It was last year sometime. I don’t remember exactly when. We were walking up to the front door (so it must have been before we did a small renovation and had a side door), and I turned to my daughter to try and explain the concept further. “I know maybe you can’t imagine it,” I said. “But within a few weeks of being at college, that will become home and this will be something else.”
She shook her head in disbelief. She knew that home was home, and that home would always be home. I knew differently and for some reason wanted to convince her. Maybe I wanted her to see how okay I was with her leaving. Maybe I wanted her to know that I “got it” – for when she got it and didn’t think I did. I don’t know why, but I tried to explain it further, and she simply didn’t agree.
And then she left (or, to be accurate, I took her away and left her there). She moved more than a thousand miles away to the school of her dreams and began her new life, in her new home. And I carefully never asked, at least not for the first few weeks of phone calls and FaceTiming, if she was happy and loved it. But finally she told me something that let me know that she loved it, so I could ask. And she did. But we still didn’t discuss the “home” thing.
Until she went back after a long winter break. (She had said I would love her college’s trimester system and the six week winter break between Thanksgiving and New Years, and I do!) I got the snapchat with a picture of her dorm room and the words, “I’m home!!!!!!!”
So it has, and rightly so, become home for her. But today she’s coming back here. Not for long, mind you. Just for two nights, until she’ll be joined by four friends who will all crash at our house and explore Philly for a few days, and then they’ll head up to New York City. She’ll come back next weekend, but just for one night, before she goes “home.” Home to her dorm room in Minnesota, not home to here.
Because home changes as we change. Maybe one day, for a short while, she’ll call this home again. Or maybe not. Maybe it will soon become, “the house where I grew up.” Or, “my family’s house.” Or “my parents’ house,” when her brother leaves for college in a bunch of years.
It’s weird how home changes. How we change. How the things we think will always be important to us become less important to us, and the things we never think will matter begin to. Both my kids once promised me that they’d go to college within a five mile radius of our home. She obviously hasn’t, and my son no longer plans on it either. But when they’re little they think they never want to be anywhere else but with you. And then they grow and there are a myriad of other places they also want to be.

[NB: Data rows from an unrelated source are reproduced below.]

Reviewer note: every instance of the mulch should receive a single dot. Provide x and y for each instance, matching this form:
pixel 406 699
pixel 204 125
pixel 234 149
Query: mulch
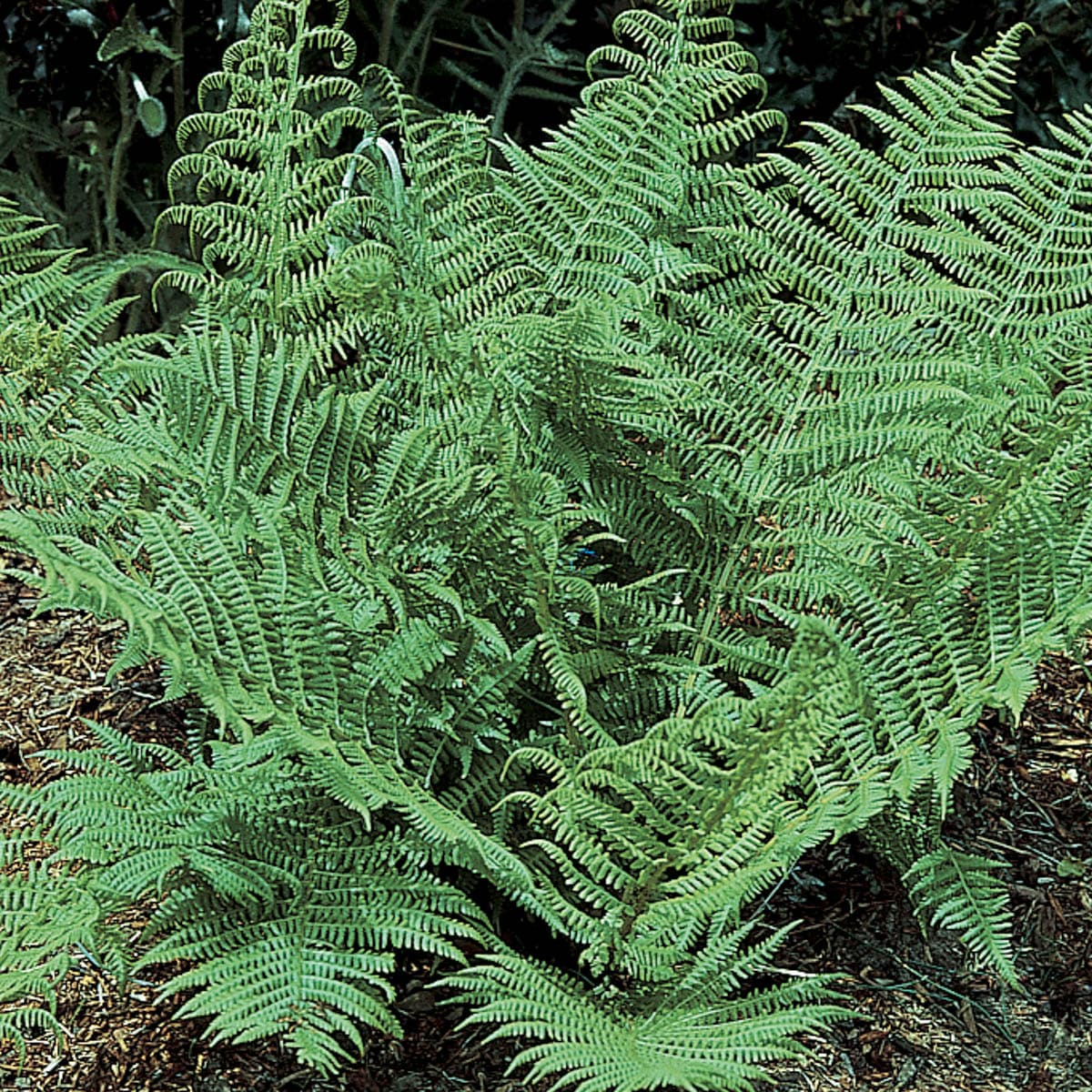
pixel 926 1025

If you’re lucky, it’s also, not instead of. If you’re lucky, they still like being with you and considering your home one of their homes. If you’re lucky.

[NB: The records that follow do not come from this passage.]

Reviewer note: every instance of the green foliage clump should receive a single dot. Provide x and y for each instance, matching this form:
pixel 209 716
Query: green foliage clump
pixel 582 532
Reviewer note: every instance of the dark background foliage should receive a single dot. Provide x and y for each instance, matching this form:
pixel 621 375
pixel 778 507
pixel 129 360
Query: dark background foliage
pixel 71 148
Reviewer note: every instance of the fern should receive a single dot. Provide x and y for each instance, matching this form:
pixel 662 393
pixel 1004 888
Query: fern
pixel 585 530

I think I’m lucky. I know I’m lucky that she’ll be home – in my home – in less than seven hours. I’ll delight in having her here, for the few days I have her here, and then send her back home to her college life.
Maybe you can go home again. Maybe there can be many homes. Maybe home is where the heart is, as they say. And maybe your heart can find home in many places.

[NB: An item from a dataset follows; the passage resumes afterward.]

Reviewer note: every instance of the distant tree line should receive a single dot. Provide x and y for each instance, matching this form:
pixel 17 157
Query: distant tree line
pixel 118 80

I’d love to hear your thoughts, and please share this post with others if it resonates with you!
It’s interesting, I moved around a lot as a kid and as an adult I’ve finally settled in Mississippi. I call MS home but when I talk about going to visit my grandmother in Missouri, I say I’m going “home” (I essentially grew up there) & when I visit my mom in Nevada, where we moved when I was 15 & where I lived until I was 27, I say I’m going “home”. & before I moved back to Mississippi, I frequently said that my trips here we’re going “home”.
I kinda feel like we can have multiple homes – that it’s about feeling. Or perhaps I’m just odd there.
I agree. I think we can have multiple ones. Maybe that’s why they’re “where the heart is” because our heart can be in or with so many places? Thanks for sharing!